Key takeaways
- Shares and ETFs let an SMSF invest directly and build a diversified portfolio at low cost.
- Franking credits on Australian dividends can reduce, and sometimes refund, the fund's tax.
- All holdings must be in the fund's name, with their own holder identification number.
- Trustees still need diversification, records and a strategy, not just a brokerage account.
Direct shares and exchange-traded funds (ETFs) are popular SMSF holdings, and for good reason. They are transparent, easy to value, simple to buy and sell, and they let trustees build a diversified portfolio without the cost layers of some managed products.
Why trustees like them
- Control. You choose the companies or indices, rather than accepting a fund's pre-set option.
- Low cost. Broad-market ETFs in particular offer wide diversification for a small fee.
- Transparency. Prices and holdings are clear, which makes valuation and record keeping straightforward.
Franking credits in an SMSF
Australian companies often pay franked dividends, carrying credits for tax already paid by the company. In a super fund, those franking credits offset the fund's tax, and because the fund's tax rate is low, they can reduce it substantially. A fund in pension phase, paying little or no tax, may even receive a refund of excess franking credits. This is one reason Australian shares are common in SMSF portfolios.
Ownership and the holding details
Shares and ETFs must be held in the fund's name, not a member's. The fund has its own holder identification number (HIN) with the broker or share registry. Keeping the holding clearly in the fund's name is part of the rule to keep fund assets separate from personal assets, and auditors check it.
Do not forget the basics
A brokerage account is not a strategy. The usual obligations still apply: invest in line with the investment strategy, consider diversification, keep records of every trade and dividend, and value holdings at year end. The freedom to trade directly works best alongside the discipline the fund requires.
Frequently asked questions
- Can an SMSF claim franking credits?
- Yes. Franking credits on Australian dividends offset the fund's tax. Because the fund's tax rate is low, they can reduce it significantly, and a fund in pension phase may receive a refund of excess credits.
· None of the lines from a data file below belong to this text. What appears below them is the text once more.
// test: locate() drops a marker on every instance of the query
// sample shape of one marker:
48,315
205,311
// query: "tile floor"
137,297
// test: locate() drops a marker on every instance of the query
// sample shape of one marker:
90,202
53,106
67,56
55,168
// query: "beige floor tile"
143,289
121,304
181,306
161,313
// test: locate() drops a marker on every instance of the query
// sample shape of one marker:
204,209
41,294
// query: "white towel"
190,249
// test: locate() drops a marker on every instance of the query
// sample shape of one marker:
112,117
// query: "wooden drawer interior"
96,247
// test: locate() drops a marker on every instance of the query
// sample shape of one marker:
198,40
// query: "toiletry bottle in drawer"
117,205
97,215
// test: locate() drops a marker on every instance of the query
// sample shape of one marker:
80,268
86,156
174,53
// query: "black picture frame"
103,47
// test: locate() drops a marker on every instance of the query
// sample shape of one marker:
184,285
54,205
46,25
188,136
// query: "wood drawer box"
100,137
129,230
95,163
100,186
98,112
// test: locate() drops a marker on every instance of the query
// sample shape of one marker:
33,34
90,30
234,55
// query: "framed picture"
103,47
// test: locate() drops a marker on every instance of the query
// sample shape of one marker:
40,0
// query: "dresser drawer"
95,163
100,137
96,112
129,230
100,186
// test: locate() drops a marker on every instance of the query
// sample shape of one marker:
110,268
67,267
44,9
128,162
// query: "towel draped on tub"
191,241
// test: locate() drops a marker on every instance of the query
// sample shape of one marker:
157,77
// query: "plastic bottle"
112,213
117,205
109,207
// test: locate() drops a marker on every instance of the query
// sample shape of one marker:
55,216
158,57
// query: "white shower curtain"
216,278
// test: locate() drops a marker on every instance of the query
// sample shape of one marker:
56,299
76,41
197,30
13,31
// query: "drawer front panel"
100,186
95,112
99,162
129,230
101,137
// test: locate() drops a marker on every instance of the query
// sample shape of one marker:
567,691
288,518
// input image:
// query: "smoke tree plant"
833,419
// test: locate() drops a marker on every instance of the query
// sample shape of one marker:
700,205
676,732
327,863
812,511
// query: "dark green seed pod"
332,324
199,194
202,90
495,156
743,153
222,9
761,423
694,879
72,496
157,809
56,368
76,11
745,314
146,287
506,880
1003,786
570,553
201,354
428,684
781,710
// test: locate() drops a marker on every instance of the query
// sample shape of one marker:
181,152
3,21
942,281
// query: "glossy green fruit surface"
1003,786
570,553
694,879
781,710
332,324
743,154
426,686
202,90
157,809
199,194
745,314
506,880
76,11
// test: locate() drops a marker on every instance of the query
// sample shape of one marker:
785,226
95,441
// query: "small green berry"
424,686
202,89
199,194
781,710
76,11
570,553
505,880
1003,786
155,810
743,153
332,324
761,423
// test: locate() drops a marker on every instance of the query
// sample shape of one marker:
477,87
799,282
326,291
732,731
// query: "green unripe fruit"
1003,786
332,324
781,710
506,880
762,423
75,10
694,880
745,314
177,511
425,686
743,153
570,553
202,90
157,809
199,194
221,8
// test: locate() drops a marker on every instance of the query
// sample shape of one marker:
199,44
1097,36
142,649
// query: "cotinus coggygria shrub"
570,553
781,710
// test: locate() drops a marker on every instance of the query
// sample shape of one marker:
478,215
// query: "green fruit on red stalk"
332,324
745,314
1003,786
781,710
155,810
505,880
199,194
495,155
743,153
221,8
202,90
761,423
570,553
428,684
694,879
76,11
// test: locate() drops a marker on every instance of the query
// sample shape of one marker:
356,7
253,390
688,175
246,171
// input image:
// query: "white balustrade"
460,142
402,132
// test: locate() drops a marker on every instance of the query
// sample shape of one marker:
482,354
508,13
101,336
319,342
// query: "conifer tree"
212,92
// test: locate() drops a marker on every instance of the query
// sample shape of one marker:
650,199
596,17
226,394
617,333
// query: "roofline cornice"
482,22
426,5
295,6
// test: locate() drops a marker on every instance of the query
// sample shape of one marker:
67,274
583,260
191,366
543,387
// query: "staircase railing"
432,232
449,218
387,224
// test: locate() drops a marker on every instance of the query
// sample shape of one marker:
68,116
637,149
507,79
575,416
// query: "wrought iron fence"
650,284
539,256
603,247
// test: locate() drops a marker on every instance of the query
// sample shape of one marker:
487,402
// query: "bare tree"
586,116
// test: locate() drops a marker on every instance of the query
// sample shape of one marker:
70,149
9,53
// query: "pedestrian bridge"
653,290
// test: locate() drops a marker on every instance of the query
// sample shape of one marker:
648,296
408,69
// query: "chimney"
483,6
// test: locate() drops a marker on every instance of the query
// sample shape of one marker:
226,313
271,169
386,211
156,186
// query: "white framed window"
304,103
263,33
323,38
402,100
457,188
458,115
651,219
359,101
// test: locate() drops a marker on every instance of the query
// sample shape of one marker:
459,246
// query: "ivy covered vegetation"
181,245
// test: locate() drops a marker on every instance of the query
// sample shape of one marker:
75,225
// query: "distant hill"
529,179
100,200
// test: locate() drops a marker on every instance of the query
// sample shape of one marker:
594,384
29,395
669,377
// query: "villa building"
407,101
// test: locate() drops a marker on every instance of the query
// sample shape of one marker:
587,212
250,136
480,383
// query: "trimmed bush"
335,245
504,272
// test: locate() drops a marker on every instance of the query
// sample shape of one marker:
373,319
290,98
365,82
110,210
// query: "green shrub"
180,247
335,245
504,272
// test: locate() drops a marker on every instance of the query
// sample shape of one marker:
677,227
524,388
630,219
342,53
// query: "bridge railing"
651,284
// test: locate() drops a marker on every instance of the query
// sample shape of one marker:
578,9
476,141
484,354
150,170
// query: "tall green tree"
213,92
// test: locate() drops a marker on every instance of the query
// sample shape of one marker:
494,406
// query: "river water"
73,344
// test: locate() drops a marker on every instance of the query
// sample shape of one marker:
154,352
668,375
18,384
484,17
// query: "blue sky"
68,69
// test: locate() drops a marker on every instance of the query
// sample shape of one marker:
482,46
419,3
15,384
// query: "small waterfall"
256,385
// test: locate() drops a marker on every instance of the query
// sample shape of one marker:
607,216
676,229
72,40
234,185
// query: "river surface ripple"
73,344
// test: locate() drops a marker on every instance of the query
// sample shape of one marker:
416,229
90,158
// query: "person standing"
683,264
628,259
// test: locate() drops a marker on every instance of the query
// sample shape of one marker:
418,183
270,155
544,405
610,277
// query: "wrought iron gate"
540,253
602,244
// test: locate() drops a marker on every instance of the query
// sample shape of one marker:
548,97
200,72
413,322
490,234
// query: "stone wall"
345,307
- Whose name do SMSF shares go in?
- The fund's. Shares and ETFs are held in the name of the trustees as trustee for the fund, with the fund's own holder identification number. They must never be held in a member's personal name.
- Can I transfer my personal shares into my SMSF?
- Listed securities are one of the limited exceptions to the related-party acquisition rule, so you can transfer them in at market value. This counts as a contribution, so it uses your contribution caps and needs to be documented.